|
[Date Prev][Date Next][Thread Prev][Thread Next][Date Index][Thread Index]
Re: st: Attempt to summarize how to avoid a forbidden regression with -IVREG2-, and some questions to ask
From |
Kelvin Tan <[email protected]> |
To |
[email protected] |
Subject |
Re: st: Attempt to summarize how to avoid a forbidden regression with -IVREG2-, and some questions to ask |
Date |
Sat, 6 Feb 2010 08:17:15 +1000 |
Hi All,
Sorry for posting this message again as I am not sure if this mesage
has been properly posted.
Thanks for Austin's advice. I would like to ask another question in
regard to Weak identification test (Kleibergen-Paap rk Wald F
statistic).
I tried Method 1 as follows,
*----Begin Code---------------
regress y2 on all excluded Instruments, included instruments from y1
equation, time dummies ( but excluding y1 endogeneous dependent
variable).
predict y2hat, xb
gen y2hatsquared=y2hat^2
*xlist is a list of predictors for y1
xi:ivreg2 y1 (y2 y2^2 = excluded instruments y2hatsquared) xlist,
cluster(id) gmm2s endog(y2 y2^2)
*------End Code ------------------------
Is Kleibergen-Paap rk Wald F statistic valid to test for weak
instruments as there are two endogenous variables in the equation (y2
and y2^2)?
Can anyone advise me what to do next if Kleibergen-Paap rk Wald F
statistic=6.298 (see Results 1) is smaller than 5% maximal IV relative
bias of 11.04? Should I repeat this analysis with LIML or CUE
estimator (see Results 2) as they are more robust to weak instruments.
Results 1:
------------------------------------------------------------------------------
Underidentification test (Kleibergen-Paap rk LM statistic): 13.633
Chi-sq(3) P-val = 0.0035
------------------------------------------------------------------------------
Weak identification test (Kleibergen-Paap rk Wald F statistic): 6.298
Stock-Yogo weak ID test critical values:
5% maximal IV relative bias 11.04
10% maximal IV relative bias 7.56
20% maximal IV relative bias 5.57
30% maximal IV relative bias 4.73
10% maximal IV size 16.87
15% maximal IV size 9.93
20% maximal IV size 7.54
25% maximal IV size 6.28
Source: Stock-Yogo (2005).
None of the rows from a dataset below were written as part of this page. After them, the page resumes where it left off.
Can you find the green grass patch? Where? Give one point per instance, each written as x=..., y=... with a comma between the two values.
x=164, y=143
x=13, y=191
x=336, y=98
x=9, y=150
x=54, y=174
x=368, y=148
Reproduced by permission.
NB: Critical values are for Cragg-Donald F statistic and i.i.d. errors.
------------------------------------------------------------------------------
Hansen J statistic (overidentification test of all instruments): 0.968
Chi-sq(2) P-val = 0.6163
-endog- option:
Endogeneity test of endogenous regressors: 9.223
Chi-sq(2) P-val = 0.0099
Regressors tested: y2 y2^2
-----------------------------------------------------------------
Results 2:
based on LIML or CUE:
------------------------------------------------------------------------------
Weak identification test (Kleibergen-Paap rk Wald F statistic): 6.298
Stock-Yogo weak ID test critical values: 10% maximal LIML size 4.72
15% maximal LIML size 3.39
20% maximal LIML size 2.99
25% maximal LIML size 2.79
Source: Stock-Yogo (2005). Reproduced by permission.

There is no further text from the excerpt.